British Columbia

B.C.'s Morgane Oger first transgender woman to be nominated by major party

'I recognize that it's a historic moment. I'm the first transgender woman to be nominated as a candidate by a major party in Canada for any level of government. That feels really good,' says Oger.

Oger will be the B.C. NDP candidate for Vancouver-False Creek in the 2017 provincial election

Morgane Oger celebrates her nomination. On Sunday, Nov. 27, 2016, Oger was chosen by the B.C. NDP to be the party's candidate for the Vancouver-False Creek riding in next May's election. (Morgane Oger/Twitter)

Vancouver's Morgane Oger continues to break barriers.

On Sunday she became the first transgender person to be nominated by a major political party as a candidate at any level of government in Canada.

Earlier this year, Winnipeg transgender advocate Shandi Strong ran unsuccessfully for the Liberals in Manitoba's provincial election. Unlike the B.C. NDP, though, that party is not a major player in its province's political scene, having only won 3 seats in the latest election, and even fewer in the four previous elections.

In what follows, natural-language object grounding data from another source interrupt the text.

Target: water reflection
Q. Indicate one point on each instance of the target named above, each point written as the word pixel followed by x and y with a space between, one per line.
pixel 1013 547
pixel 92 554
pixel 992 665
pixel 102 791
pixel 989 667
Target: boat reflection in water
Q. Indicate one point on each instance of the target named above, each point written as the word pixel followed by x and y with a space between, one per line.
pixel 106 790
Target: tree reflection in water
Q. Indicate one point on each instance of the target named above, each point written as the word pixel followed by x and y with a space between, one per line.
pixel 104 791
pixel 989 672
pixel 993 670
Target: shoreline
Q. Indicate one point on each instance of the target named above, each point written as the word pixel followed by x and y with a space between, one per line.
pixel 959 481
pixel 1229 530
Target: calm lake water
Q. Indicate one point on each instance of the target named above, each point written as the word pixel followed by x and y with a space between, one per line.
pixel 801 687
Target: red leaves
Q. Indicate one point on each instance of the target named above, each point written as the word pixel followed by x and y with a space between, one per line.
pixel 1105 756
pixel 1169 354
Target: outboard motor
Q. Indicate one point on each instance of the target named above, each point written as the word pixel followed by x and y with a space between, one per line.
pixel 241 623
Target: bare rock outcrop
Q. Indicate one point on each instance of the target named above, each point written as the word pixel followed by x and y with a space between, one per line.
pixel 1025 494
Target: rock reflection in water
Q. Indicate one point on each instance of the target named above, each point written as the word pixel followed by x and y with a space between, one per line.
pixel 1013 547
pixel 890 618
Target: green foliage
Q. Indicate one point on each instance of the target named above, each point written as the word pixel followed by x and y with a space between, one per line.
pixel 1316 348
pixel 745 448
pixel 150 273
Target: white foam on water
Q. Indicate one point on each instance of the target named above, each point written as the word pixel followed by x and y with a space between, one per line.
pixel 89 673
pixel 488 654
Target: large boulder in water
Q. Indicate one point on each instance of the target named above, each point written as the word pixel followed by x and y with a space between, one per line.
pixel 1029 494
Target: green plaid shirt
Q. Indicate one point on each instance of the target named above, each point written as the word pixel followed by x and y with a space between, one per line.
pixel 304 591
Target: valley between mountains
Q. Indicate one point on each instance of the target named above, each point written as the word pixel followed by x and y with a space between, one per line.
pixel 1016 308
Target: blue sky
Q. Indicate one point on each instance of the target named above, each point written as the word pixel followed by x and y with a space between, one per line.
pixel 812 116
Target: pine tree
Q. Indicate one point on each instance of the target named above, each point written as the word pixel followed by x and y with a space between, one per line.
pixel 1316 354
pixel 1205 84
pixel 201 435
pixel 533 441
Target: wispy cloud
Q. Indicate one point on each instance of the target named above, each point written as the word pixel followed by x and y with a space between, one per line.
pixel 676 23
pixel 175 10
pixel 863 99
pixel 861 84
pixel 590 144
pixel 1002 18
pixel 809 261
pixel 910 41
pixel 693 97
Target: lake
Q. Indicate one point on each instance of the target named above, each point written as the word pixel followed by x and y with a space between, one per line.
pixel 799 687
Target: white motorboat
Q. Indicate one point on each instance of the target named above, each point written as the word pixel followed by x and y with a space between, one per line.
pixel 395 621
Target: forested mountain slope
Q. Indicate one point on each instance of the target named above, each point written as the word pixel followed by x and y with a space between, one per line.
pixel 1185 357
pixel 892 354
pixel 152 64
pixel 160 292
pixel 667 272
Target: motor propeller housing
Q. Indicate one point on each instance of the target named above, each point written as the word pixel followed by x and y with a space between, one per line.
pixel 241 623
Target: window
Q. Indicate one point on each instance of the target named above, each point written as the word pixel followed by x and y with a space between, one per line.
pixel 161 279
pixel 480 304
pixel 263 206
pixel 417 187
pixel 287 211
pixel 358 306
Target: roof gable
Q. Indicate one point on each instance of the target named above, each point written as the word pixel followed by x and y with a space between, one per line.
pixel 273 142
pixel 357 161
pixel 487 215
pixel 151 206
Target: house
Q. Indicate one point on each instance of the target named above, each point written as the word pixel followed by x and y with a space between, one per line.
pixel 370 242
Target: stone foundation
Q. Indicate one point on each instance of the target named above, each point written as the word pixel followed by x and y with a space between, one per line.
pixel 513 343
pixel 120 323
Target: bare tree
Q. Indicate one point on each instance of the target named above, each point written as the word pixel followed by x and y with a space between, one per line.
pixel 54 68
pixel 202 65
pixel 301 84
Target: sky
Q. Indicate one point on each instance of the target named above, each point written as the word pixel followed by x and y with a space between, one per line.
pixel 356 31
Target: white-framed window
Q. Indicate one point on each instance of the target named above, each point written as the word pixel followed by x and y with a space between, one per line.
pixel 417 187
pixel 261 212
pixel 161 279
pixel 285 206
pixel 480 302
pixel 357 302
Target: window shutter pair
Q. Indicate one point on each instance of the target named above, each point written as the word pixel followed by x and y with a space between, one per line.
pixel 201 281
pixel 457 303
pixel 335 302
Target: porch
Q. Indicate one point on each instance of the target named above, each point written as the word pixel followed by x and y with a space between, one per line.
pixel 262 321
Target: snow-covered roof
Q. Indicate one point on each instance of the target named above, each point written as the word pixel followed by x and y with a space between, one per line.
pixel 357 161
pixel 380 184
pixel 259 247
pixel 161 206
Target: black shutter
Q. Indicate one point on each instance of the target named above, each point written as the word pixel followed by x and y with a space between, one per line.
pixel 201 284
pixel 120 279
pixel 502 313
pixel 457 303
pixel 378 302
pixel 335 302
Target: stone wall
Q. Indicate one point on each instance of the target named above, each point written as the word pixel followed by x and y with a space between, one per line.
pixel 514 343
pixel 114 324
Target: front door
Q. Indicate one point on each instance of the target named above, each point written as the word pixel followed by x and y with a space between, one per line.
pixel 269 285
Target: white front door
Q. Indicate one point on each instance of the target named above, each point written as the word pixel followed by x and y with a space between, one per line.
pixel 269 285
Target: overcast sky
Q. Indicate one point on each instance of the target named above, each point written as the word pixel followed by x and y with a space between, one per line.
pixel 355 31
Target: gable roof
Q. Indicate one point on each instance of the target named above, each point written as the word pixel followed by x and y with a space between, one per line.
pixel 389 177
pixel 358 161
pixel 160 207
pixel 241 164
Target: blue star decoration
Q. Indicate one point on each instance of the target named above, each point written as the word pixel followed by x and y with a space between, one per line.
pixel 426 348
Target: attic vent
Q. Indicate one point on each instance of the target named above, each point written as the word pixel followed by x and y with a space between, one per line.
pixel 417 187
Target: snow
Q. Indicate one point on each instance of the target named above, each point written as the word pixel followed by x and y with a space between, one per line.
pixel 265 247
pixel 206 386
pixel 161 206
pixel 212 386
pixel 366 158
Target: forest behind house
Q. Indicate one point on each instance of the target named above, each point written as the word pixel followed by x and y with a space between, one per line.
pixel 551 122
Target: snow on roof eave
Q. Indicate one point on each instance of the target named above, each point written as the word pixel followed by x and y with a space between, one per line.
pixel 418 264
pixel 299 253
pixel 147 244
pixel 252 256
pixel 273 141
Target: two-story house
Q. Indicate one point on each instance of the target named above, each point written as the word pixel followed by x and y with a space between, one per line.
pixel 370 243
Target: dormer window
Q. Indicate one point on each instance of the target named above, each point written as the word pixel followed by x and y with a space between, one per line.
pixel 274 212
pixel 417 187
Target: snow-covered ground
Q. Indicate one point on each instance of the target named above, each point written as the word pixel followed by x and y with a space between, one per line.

Oger will now try to win the provincial riding of Vancouver-False Creek in May, which is currently held by the B.C. Liberal's Sam Sullivan.

"If I am elected I'll become the first transgender person in Canadian history to get elected to any position," she said.

"I'm aware of what this means to marginalized people in Canada. I'm aware that it represents the fact that there's going to be a little bit less marginalization. I'm very aware of the systemic discrimination of all kinds of communities, not just the ones I happen to belong to."

Oger is not new to political life and has been an outspoken advocate for a number of causes.

A single mother of two, she has volunteered at civic, provincial and federal levels, but has never before sought public office.

Oger faced some competition for the nomination from Avneet Johal, a former UBC student politician, but he later withdrew.

Now Oger says it's time to focus on getting ready to win the riding in May.

"Now we kick off our campaign in earnest," she said. "We have a long road ahead in Vancouver-False Creek.

"The last election, you know, we were beaten by about 10 per cent, so we've decided to get started right away."

Oger says she also wants to get out into the riding and meet more constituents.

"I'm going to represent everybody. I understand what it's like to be marginalized and that it's a struggle," she said. "I understand that British Columbia is a province that needs to work for everybody."